Jésus envoie les 12, les 72, deux disciples, Pierre et Jean. Lc 24, il promet d’envoyer ce que Dieu a promis.
L’ange envoie les femmes pour annoncer.
Il envoie « devant lui » pour préparer…
Il y a des personnages qui envoient : le centurion, Jean-Baptiste, les scribes … chaque fois, c’est l’identité de Jésus qui est en jeu.
Dans les Actes, c’est d’abord Dieu qui envoie, le Christ, Moïse. Ac 3 à Ac 28 (partout dans les actes)
« Le Seigneur » (kurios) envoie Paul chez Ananie.
C’est le Christ qui envoie Paul chez les nations païennes.
C’est l’Esprit qui envoie les messagers de Corneille.
Les apôtres envoient Pierre et Jean, l’Eglise tout entière … la chaîne de l’envoi continue …
Témoin : Lc 11, 48 Situation négative ; les témoins interpellés suivent des faits condamnables … L’agir est à la base du témoignage.
Lc 24, 48 : insistance sur qui est témoin du Christ ? Ceux qui l’ont rencontré. Jésus confie la mission d’être témoin du Christ.

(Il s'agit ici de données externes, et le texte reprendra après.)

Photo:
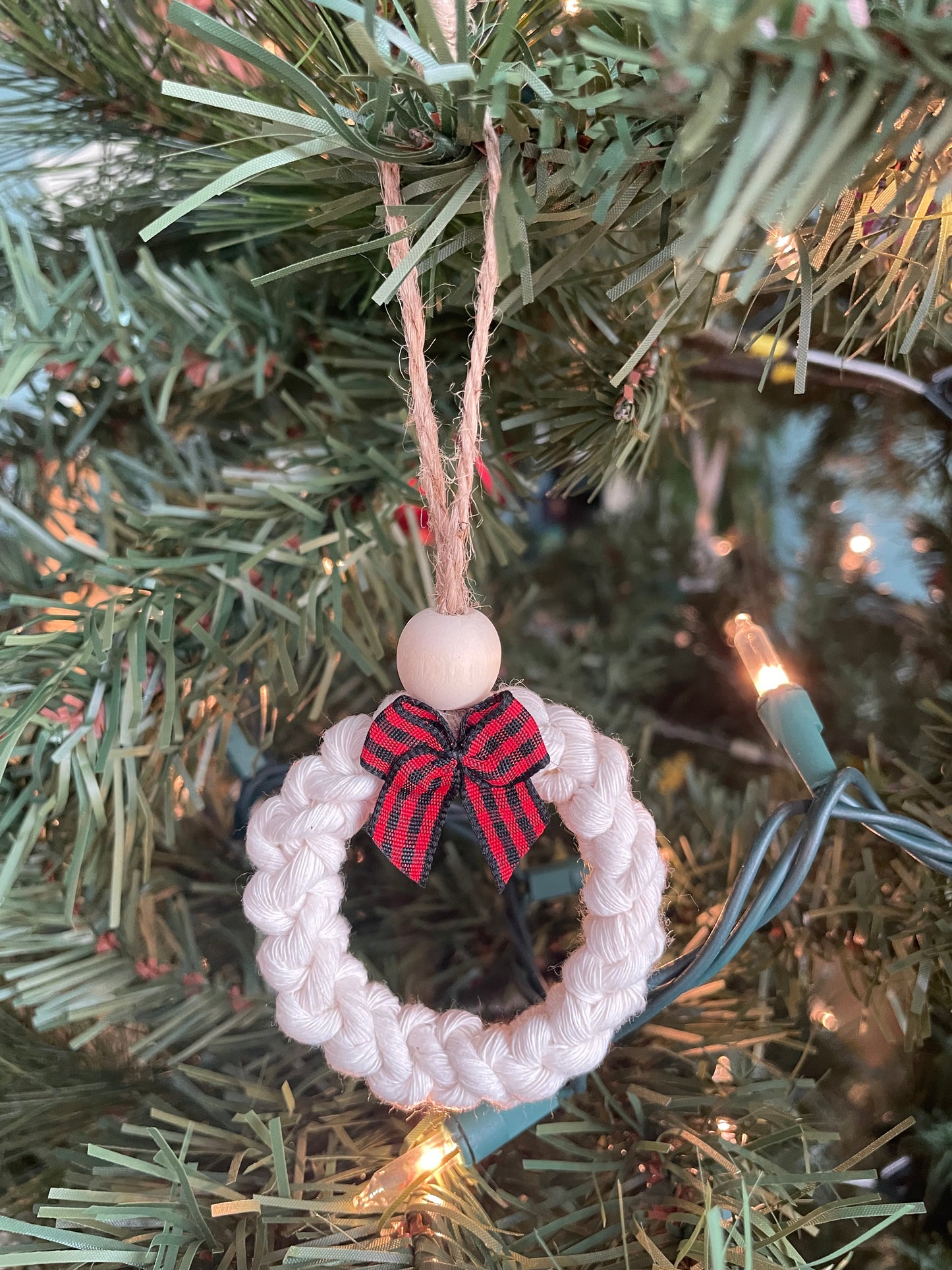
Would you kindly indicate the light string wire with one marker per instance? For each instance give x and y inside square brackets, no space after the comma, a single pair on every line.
[735,923]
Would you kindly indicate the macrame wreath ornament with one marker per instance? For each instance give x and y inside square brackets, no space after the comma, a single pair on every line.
[409,1054]
[505,756]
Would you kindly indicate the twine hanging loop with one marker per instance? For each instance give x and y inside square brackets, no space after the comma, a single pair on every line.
[450,517]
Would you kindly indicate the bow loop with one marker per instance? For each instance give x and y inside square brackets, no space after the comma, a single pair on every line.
[424,767]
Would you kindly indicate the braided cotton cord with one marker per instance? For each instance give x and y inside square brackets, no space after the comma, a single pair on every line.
[410,1054]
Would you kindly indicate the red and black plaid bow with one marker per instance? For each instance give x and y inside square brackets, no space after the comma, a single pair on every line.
[424,767]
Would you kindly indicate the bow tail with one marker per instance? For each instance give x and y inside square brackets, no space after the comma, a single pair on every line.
[410,811]
[507,819]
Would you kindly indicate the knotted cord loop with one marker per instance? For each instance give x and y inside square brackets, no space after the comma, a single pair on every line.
[450,522]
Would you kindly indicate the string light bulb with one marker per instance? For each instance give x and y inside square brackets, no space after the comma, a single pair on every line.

Dans les actes, ce sont les apôtres qui sont témoins du Christ. La vocation de Paul révélée par Ananie, est d’être témoin du ressuscité.
Les disciples, dans Luc et dans les Actes est différent : Lc 5 → C’est qui ? Simon, Jacques et Jean qui sont appelés juste avant. Après, cela va être une foule de disciples. Les apôtres sont aussi et d’abord des disciples. Mais Jésus en choisit 12 en référence aux 12 tribus d’Israël (enracinement dans l’histoire d’Israël). Définition du disciple : ceux à qui Jésus dit « viens et suis moi ». Dans les actes la foule des disciples s’élargit puis devient tous ceux qui forment la communauté chrétienne de Damas, Joppé …
Une mention curieuse : les disciples de Paul … 9, 36 : Dorcas
Frère : fraternité de sang qui s’élargit vers une fraternité hors sang et hors sol. Le disciple a comme mission de manifester la fraternité qui le précède. La fraternité le précède mais lui, le manifeste en utilisant le mot frère.
Dans les actes : 3 fois frère au sens propre et 51 fois au sens figuré !
Lecture des deux préfaces de l’Evangile et des Actes
Les premières lignes d’un récit sont un pacte de lecture, ils définissent déjà des repères de compréhension.
Luc est le seul à avoir fait précédé son récit d’une préface (ou prologue : mot moins adapté).
Lc 1, 1-4 = préface
Lc 1-4 = prologue théologique.
1a. Quel pacte de lecture pour ces deux préfaces ?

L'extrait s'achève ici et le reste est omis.